The SAAS provider wants me to engage their engineering but they never seem to be able to get a meeting together. Likely because they don't see an answer that maintains their business case.
At least from my perch, the SAAS providers only "moat" is the data stored in the SAAS specific database. Do they allow direct access to that data. If they do, they destroy their moat. If they don't, I move.
The SAAS providers certainly have legacy momentum but as far as I can tell, zero forward strategy for maintaining their business case. Especially given how good AI LLMs are at coding.

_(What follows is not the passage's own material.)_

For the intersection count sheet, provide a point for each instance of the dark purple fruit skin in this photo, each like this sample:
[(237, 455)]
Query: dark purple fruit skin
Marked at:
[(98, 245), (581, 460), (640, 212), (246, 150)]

I predict that by next tax season, TaxAct and Turbotax will have lost at least half of their subscription base if AI LLMs can connect directly to submit taxes for the federal government and states. That's a very simple concept for them to enable. An the LLM has a much better UI than either of the platforms. Also given the experience I had with taxes this year, AI LLMs are better at implementing the rules and discovering additional tax deductions. I believe TaxAct, TurboTax, H&RBlock and tax accountants are creating a disinformation campaign around the potential problems to slow the inevitable.
I'm only an anecdotal case, but from my perch, the SAASpocolips is real. I have the advantage that I have a deep technical background also. Other small business may not. But I still don't see how a small business wouldn't be looking at AI as a way of lower SAAS subscription costs at the same time it increases useability and productivity.